Fille d’un avocat de renom, elle a appris à être directe, à travailler dur et à
croire en sa cause. Chez les religieuses de Saint-Vincent de Paul, elle a
acquis la notion de bénévolat. « Nous étions habituées à rendre visite aux
malades et aux démunis avec nos professeurs », dit-elle.
Aujourd’hui,
la tribu des Ababdas lui est reconnaissante. « Nous donnons le prénom de Mervat
à nos filles, par gratitude à cette femme qui a changé notre vie », lance
Hassan, de la tribu Ababdas qui ne cesse de vanter l’ouverture d’esprit de la
géologue. Un trait de caractère qui marque aussi sa famille. Car la professeur
a laissé son fils benjamin de 14 ans préparer sa carrière de footballeur. Et en
tant que belle-mère, elle n’intervient guère dans la vie privée de ses enfants.

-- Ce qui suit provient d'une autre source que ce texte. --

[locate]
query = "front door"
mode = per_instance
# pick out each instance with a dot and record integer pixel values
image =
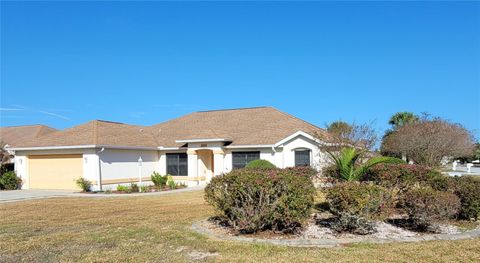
(205, 164)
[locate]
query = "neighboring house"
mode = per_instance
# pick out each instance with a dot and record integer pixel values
(16, 135)
(192, 148)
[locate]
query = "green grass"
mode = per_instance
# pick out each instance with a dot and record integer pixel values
(157, 229)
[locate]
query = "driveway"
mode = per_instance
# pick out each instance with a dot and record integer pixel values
(20, 195)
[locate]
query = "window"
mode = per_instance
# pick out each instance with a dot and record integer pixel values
(240, 159)
(302, 158)
(177, 164)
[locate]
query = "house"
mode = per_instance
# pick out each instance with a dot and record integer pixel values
(15, 135)
(192, 148)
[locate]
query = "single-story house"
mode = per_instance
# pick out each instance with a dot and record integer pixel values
(15, 135)
(192, 148)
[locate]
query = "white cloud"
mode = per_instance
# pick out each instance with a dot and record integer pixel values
(54, 115)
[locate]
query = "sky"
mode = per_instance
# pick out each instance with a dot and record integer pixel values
(65, 63)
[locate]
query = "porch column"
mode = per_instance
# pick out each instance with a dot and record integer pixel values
(192, 168)
(218, 158)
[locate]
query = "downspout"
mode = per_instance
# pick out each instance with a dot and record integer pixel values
(100, 169)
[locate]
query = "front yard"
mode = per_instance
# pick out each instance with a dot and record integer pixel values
(157, 229)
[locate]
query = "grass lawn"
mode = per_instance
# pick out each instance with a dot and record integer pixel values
(157, 229)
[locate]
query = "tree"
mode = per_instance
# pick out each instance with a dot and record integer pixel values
(400, 119)
(427, 141)
(339, 128)
(5, 156)
(349, 166)
(352, 135)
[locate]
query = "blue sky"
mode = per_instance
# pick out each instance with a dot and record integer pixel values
(65, 63)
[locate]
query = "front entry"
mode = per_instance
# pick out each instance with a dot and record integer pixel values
(205, 164)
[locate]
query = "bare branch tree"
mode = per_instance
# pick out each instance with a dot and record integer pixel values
(351, 135)
(428, 140)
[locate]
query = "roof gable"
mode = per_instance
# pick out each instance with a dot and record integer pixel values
(14, 135)
(248, 126)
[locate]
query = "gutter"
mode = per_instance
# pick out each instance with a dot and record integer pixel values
(81, 147)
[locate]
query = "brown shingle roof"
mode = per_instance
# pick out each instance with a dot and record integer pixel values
(97, 133)
(249, 126)
(14, 135)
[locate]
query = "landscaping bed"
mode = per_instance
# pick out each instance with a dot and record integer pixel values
(379, 200)
(144, 190)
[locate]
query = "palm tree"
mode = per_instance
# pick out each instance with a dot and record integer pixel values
(349, 166)
(401, 118)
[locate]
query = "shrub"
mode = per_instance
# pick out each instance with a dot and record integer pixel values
(260, 164)
(467, 188)
(144, 189)
(10, 181)
(252, 200)
(122, 188)
(171, 183)
(350, 166)
(134, 188)
(84, 184)
(401, 176)
(365, 200)
(353, 224)
(159, 180)
(426, 207)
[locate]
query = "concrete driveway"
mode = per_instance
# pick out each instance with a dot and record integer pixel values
(23, 195)
(19, 195)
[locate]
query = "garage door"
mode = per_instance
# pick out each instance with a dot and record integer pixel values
(54, 171)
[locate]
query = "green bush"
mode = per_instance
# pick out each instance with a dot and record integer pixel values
(84, 184)
(252, 200)
(10, 181)
(159, 180)
(171, 183)
(144, 189)
(365, 200)
(260, 164)
(353, 224)
(467, 188)
(401, 176)
(134, 188)
(122, 188)
(426, 207)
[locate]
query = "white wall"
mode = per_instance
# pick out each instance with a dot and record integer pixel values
(265, 154)
(122, 164)
(21, 162)
(318, 159)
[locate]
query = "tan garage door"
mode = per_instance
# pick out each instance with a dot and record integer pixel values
(54, 171)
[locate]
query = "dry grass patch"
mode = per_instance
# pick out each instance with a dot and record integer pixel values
(157, 229)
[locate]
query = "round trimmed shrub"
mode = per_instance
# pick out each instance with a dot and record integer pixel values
(366, 200)
(426, 207)
(10, 181)
(468, 190)
(252, 200)
(84, 184)
(260, 164)
(401, 176)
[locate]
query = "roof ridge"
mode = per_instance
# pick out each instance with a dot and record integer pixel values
(292, 116)
(244, 108)
(27, 125)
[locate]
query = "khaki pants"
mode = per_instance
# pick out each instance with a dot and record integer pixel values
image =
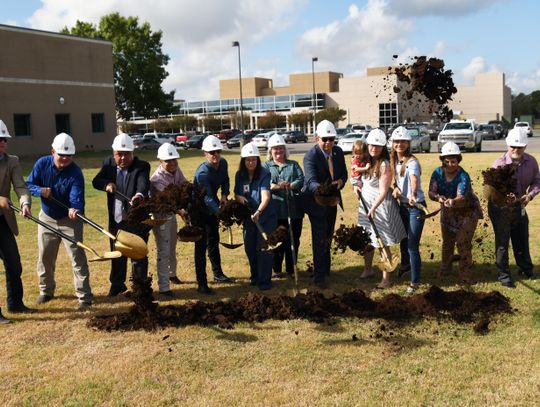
(48, 244)
(463, 240)
(166, 252)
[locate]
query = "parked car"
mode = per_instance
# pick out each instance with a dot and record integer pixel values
(235, 140)
(524, 125)
(195, 141)
(146, 144)
(488, 131)
(159, 137)
(294, 136)
(462, 132)
(346, 142)
(261, 139)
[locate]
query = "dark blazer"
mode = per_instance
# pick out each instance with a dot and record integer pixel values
(138, 180)
(316, 171)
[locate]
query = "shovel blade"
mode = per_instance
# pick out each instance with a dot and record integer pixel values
(130, 245)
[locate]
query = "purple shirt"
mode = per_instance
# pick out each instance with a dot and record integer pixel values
(526, 175)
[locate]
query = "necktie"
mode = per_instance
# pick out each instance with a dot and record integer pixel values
(118, 204)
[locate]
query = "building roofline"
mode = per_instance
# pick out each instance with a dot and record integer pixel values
(52, 34)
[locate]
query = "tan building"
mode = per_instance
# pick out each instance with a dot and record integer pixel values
(52, 83)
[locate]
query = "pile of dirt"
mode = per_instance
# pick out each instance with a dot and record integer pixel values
(233, 212)
(460, 306)
(279, 235)
(427, 77)
(354, 237)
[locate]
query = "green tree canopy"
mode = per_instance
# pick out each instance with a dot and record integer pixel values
(139, 63)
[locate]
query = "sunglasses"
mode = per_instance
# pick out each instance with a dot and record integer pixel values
(327, 139)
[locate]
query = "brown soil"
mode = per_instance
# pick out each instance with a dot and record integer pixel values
(279, 235)
(232, 212)
(460, 306)
(353, 237)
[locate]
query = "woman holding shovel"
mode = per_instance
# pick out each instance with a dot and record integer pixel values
(287, 179)
(166, 174)
(408, 191)
(451, 186)
(252, 188)
(379, 212)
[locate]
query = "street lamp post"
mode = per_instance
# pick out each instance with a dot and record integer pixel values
(314, 101)
(242, 139)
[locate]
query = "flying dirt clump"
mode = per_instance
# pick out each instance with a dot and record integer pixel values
(427, 77)
(460, 306)
(354, 237)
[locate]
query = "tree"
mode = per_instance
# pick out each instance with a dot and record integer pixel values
(332, 114)
(272, 120)
(138, 61)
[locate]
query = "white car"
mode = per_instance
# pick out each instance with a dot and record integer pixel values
(346, 142)
(261, 139)
(524, 125)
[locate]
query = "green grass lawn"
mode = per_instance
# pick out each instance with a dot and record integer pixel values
(52, 358)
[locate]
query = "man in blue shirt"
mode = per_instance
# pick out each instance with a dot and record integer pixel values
(211, 175)
(59, 177)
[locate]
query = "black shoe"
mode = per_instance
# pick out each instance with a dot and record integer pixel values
(222, 278)
(84, 306)
(114, 291)
(21, 309)
(204, 289)
(175, 280)
(43, 298)
(3, 320)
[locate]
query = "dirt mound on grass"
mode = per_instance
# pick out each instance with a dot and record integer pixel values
(460, 306)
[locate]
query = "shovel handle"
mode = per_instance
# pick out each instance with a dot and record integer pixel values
(84, 218)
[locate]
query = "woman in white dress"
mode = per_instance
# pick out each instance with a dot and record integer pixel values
(382, 208)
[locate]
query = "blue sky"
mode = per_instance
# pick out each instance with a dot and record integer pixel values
(279, 37)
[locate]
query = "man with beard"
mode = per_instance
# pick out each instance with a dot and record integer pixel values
(511, 222)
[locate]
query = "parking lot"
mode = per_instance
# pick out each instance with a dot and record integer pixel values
(487, 145)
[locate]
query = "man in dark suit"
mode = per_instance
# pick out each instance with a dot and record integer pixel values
(323, 162)
(125, 173)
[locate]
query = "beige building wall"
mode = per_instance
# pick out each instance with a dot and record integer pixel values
(488, 99)
(43, 74)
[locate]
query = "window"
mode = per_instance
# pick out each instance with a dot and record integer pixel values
(22, 124)
(98, 122)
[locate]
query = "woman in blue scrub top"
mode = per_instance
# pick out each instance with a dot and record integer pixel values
(252, 188)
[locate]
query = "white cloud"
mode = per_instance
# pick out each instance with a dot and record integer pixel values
(197, 35)
(523, 83)
(366, 37)
(439, 7)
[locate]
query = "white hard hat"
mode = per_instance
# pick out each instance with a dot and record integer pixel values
(326, 129)
(250, 150)
(123, 142)
(4, 133)
(211, 143)
(401, 133)
(450, 148)
(376, 137)
(517, 137)
(276, 140)
(167, 152)
(63, 144)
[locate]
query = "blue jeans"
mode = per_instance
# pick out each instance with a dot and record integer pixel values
(410, 246)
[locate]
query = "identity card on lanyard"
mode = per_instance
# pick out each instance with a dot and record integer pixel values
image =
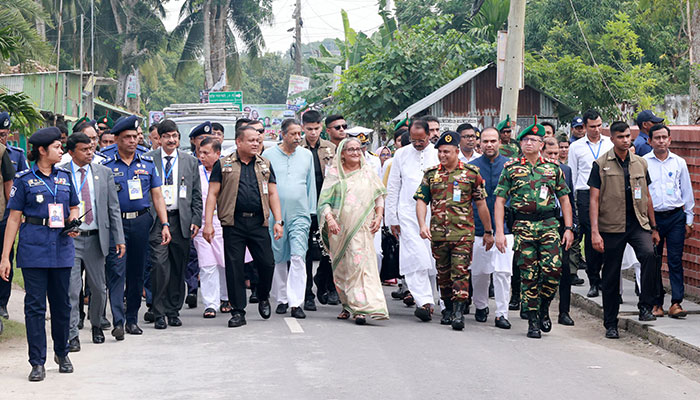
(55, 209)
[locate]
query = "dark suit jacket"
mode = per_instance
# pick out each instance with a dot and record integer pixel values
(109, 219)
(190, 207)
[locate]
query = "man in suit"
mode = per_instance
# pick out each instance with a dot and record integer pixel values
(183, 200)
(95, 186)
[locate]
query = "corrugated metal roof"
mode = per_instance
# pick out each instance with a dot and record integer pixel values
(439, 94)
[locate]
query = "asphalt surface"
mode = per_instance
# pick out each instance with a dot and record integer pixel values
(321, 357)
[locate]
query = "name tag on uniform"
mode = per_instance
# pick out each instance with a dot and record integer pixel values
(135, 192)
(56, 216)
(169, 194)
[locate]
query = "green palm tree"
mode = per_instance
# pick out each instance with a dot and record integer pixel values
(209, 29)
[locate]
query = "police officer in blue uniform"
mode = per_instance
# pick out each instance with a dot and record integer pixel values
(19, 160)
(136, 178)
(46, 198)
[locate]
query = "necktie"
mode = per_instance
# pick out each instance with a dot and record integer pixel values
(168, 170)
(85, 195)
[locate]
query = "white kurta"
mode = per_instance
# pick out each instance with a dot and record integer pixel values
(407, 170)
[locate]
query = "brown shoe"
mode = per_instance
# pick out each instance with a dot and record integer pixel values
(676, 311)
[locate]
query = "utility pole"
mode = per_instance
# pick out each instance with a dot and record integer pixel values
(297, 38)
(513, 68)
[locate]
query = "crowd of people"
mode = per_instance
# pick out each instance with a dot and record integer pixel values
(453, 217)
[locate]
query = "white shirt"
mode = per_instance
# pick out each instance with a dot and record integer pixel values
(75, 170)
(670, 184)
(175, 161)
(582, 153)
(407, 169)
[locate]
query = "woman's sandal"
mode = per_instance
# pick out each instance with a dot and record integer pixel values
(209, 313)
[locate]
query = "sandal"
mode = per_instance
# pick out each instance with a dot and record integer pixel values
(210, 313)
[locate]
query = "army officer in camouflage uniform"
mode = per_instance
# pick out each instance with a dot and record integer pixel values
(450, 188)
(533, 185)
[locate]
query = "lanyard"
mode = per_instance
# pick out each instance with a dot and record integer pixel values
(53, 192)
(72, 168)
(166, 174)
(596, 154)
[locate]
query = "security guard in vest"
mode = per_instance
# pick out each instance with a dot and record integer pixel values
(19, 160)
(135, 176)
(620, 177)
(243, 191)
(46, 198)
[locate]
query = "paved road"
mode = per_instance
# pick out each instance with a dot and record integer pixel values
(396, 359)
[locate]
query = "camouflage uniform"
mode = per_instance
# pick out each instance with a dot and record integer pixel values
(452, 224)
(510, 150)
(537, 243)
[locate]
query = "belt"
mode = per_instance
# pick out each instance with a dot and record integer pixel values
(40, 221)
(536, 216)
(667, 213)
(134, 214)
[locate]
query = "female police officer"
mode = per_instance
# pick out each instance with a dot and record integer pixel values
(46, 198)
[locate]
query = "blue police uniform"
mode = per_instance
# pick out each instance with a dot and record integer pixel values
(45, 255)
(137, 222)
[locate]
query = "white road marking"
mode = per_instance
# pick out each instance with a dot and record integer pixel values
(293, 325)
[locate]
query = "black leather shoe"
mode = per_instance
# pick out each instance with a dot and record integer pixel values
(38, 373)
(333, 298)
(458, 315)
(281, 308)
(481, 314)
(133, 329)
(98, 336)
(298, 313)
(191, 300)
(160, 323)
(533, 325)
(74, 345)
(264, 309)
(502, 322)
(565, 319)
(149, 317)
(310, 305)
(64, 364)
(612, 333)
(236, 321)
(545, 321)
(646, 315)
(253, 296)
(593, 292)
(118, 332)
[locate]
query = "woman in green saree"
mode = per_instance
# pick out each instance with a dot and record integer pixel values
(350, 211)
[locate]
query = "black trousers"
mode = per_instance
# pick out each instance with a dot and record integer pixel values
(594, 259)
(615, 243)
(250, 232)
(168, 265)
(324, 273)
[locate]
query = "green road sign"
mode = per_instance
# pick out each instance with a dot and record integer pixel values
(227, 97)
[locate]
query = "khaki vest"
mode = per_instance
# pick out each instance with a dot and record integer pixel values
(612, 216)
(230, 176)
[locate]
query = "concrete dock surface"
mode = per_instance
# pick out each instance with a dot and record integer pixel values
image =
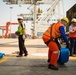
(36, 61)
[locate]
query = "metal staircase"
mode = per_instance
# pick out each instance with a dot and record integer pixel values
(49, 12)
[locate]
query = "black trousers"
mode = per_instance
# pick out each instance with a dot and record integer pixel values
(22, 47)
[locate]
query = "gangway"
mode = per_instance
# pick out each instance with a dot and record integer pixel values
(49, 12)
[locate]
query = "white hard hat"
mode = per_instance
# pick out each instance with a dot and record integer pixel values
(20, 17)
(73, 20)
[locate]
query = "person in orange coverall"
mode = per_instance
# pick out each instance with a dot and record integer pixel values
(50, 38)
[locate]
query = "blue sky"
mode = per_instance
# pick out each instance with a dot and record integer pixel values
(5, 11)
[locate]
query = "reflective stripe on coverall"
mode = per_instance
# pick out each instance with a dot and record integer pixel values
(53, 52)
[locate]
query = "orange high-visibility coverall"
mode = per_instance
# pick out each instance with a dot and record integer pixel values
(50, 33)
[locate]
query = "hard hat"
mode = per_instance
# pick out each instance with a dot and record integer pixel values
(73, 20)
(65, 19)
(20, 17)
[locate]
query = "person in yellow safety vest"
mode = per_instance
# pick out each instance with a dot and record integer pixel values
(50, 38)
(21, 32)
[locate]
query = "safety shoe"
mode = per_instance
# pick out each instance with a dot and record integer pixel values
(52, 67)
(48, 60)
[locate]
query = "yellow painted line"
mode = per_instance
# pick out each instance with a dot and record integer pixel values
(4, 59)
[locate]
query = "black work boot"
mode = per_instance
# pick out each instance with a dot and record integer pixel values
(52, 67)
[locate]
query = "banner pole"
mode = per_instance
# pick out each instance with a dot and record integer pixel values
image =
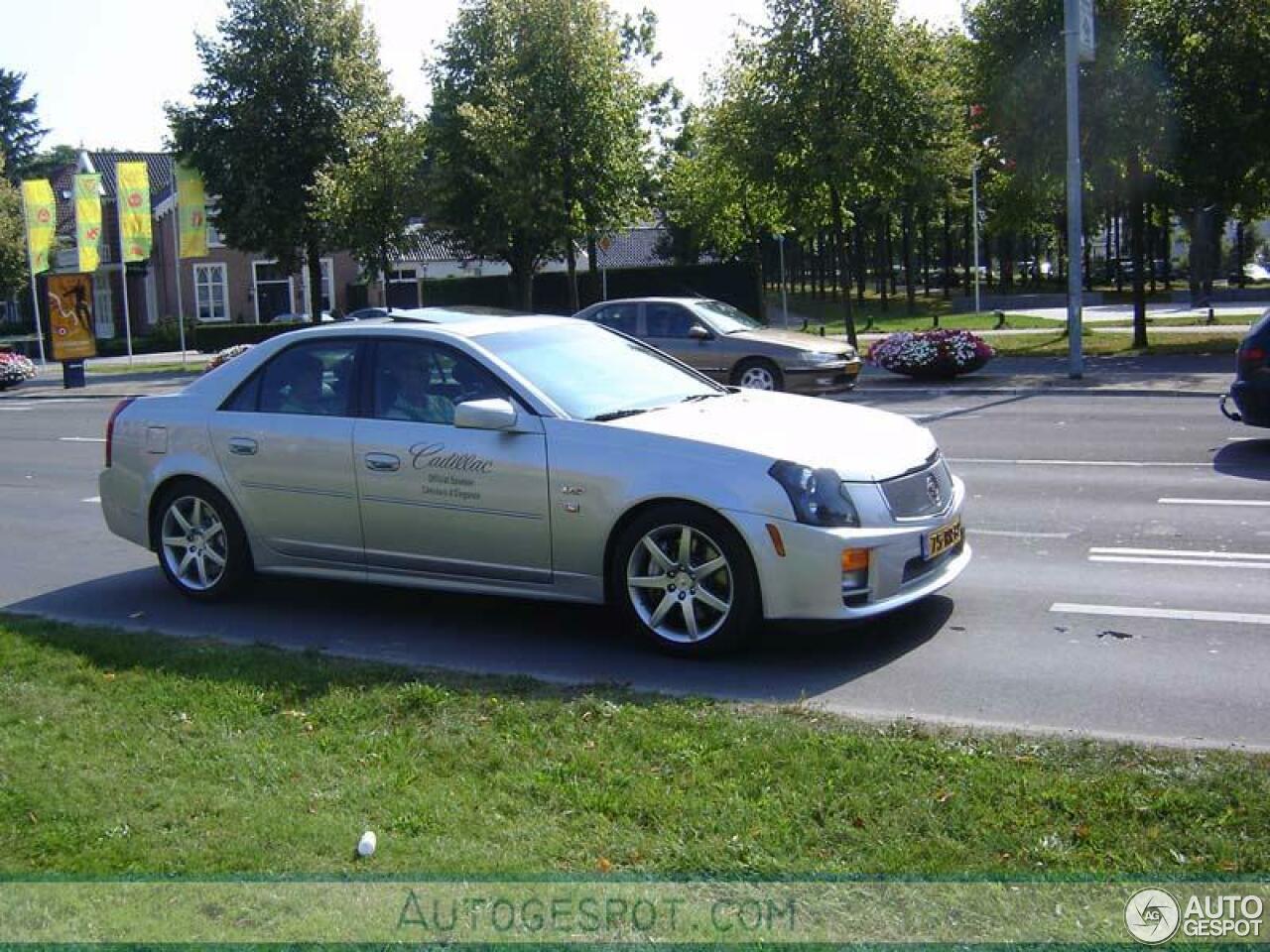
(123, 268)
(176, 266)
(35, 294)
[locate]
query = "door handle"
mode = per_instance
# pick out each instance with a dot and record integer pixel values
(382, 462)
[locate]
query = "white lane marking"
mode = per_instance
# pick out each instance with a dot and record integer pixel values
(1012, 534)
(1134, 463)
(1180, 552)
(1175, 613)
(1179, 500)
(1203, 562)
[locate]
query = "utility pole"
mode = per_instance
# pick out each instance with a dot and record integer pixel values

« Je comprends bien le fossé entre les générations et je ne veux pas imposer ma
façon de gérer mon foyer aux autres ».
La
géologue passe aussi du temps sur Internet, histoire de se tenir au courant. Elle
parcourt les œuvres de Naguib Mahfouz, d’Ihsan Abdel-Qoddous et les articles de
Salah Montasser ou de Labib Al-Sébaï. Avec ses va-et-vient incessants entre
Assiout et Le Caire, elle se le permet quand cela est possible. Pendant ses
trois jours d’absence par semaine, sa famille ne manque de rien. « Je passe une
grande partie de mes congés dans la cuisine, à préparer des plats chinois ». Son
rêve est de découvrir un nouveau métal, auquel elle donnerait son nom, et
d’entamer un magistère sur le pétrole. Champ d’étude qu’elle aspire à
introduire dans le pays, avant de partir à la retraite.